In response to the usual inquiries, conducted amid a chorus of yapping
dogs, I was informed that Tshoza did not live there, but somewhere else;
that he was too old to see anyone; that he had gone to sleep and could
not be disturbed; that he was dead and had been buried last week, and so
forth.
"Look here, my friend," I said at last to the fellow who was telling me
all these lies, "you go to Tshoza in his grave and say to him that if he
does not come out alive instantly, Macumazahn will deal with his cattle
as once he dealt with those of Bangu."
Impressed with the strangeness of this message, the man departed, and
presently, in the dim light of the rain-washed moon, I perceived a
little old man running towards me; for Tshoza, who was pretty ancient
at the beginning of this history, had not been made younger by a severe
wound at the battle of the Tugela and many other troubles.
"Macumazahn," he said, "is that really you? Why, I heard that you
were dead long ago; yes, and sacrificed an ox for the welfare of your
Spirit."
"And ate it afterwards, I'll be bound," I answered.

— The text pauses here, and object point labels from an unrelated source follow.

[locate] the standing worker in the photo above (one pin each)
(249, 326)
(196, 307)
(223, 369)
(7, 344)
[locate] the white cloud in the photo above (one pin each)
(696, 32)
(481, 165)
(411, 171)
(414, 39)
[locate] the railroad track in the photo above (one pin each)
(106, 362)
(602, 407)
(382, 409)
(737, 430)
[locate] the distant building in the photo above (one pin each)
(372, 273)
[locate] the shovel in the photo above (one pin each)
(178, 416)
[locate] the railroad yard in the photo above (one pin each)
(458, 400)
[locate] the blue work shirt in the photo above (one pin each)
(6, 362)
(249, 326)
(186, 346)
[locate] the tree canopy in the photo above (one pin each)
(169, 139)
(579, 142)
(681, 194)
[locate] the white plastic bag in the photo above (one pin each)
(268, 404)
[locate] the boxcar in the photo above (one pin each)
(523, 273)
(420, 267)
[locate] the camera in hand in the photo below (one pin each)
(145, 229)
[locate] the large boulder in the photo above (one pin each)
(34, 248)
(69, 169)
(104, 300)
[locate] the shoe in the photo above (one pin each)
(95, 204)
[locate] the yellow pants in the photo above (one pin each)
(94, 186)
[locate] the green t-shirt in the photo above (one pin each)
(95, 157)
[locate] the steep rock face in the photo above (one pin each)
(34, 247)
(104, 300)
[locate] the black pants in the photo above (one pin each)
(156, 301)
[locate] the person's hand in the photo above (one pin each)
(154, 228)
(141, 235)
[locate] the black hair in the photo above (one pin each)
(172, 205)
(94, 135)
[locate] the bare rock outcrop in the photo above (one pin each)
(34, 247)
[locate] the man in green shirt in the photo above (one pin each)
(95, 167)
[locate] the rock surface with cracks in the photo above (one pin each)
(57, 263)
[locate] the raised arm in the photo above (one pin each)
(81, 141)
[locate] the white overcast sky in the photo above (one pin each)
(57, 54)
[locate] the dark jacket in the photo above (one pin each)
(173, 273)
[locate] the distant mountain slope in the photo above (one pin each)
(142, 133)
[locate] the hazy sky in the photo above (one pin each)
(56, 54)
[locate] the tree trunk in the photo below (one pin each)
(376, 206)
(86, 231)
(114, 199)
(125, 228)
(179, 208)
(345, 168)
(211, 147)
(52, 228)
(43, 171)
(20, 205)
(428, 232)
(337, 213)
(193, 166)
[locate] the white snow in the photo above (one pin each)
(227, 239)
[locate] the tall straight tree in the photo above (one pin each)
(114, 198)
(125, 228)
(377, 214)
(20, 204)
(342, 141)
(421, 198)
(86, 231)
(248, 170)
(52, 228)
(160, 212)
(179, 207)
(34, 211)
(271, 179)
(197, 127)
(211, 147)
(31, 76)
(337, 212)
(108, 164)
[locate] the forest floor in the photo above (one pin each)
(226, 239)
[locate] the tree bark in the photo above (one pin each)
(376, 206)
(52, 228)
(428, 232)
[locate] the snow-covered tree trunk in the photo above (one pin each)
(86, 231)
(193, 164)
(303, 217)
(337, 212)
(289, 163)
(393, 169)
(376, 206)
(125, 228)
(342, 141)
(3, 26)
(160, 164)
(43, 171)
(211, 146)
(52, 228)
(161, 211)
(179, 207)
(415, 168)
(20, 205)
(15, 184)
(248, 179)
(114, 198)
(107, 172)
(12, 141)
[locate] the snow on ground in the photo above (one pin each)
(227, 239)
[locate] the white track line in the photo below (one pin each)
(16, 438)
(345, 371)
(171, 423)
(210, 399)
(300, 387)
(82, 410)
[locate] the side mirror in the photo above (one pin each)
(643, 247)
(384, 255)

"Oh! it must be you," he went on, "who cannot be deceived, for it is
true we ate that ox, combining the sacrifice to your Spirit with a
feast; for why should anything be wasted when one is poor? Yes, yes,
it must be you, for who else would come creeping about a man's kraal at
night, except the Watcher-by-Night? Enter, Macumazahn, and be welcome."
So I entered and ate a good meal while we talked over old times.
"And now, where is Saduko?" I asked suddenly as I lit my pipe.
"Saduko?" he answered, his face changing as he spoke. "Oh! of course he
is here. You know I came away with him from Zululand. Why? Well, to
tell the truth, because after the part we had played--against my will,
Macumazahn--at the battle of Endondakusuka, I thought it safer to be
away from a country where those who have worn their karosses inside out
find many enemies and few friends."
"Quite so," I said. "But about Saduko?"
"Oh, I told you, did I not? He is in the next hut, and dying!"
"Dying! What of, Tshoza?"
"I don't know," he answered mysteriously; "but I think he must be
bewitched. For a long while, a year or more, he has eaten little and
cannot bear to be alone in the dark; indeed, ever since he left Zululand
he has been very strange and moody."
Now I remembered what old Zikali had said to me years before to the
effect that Saduko was living with a ghost which would kill him.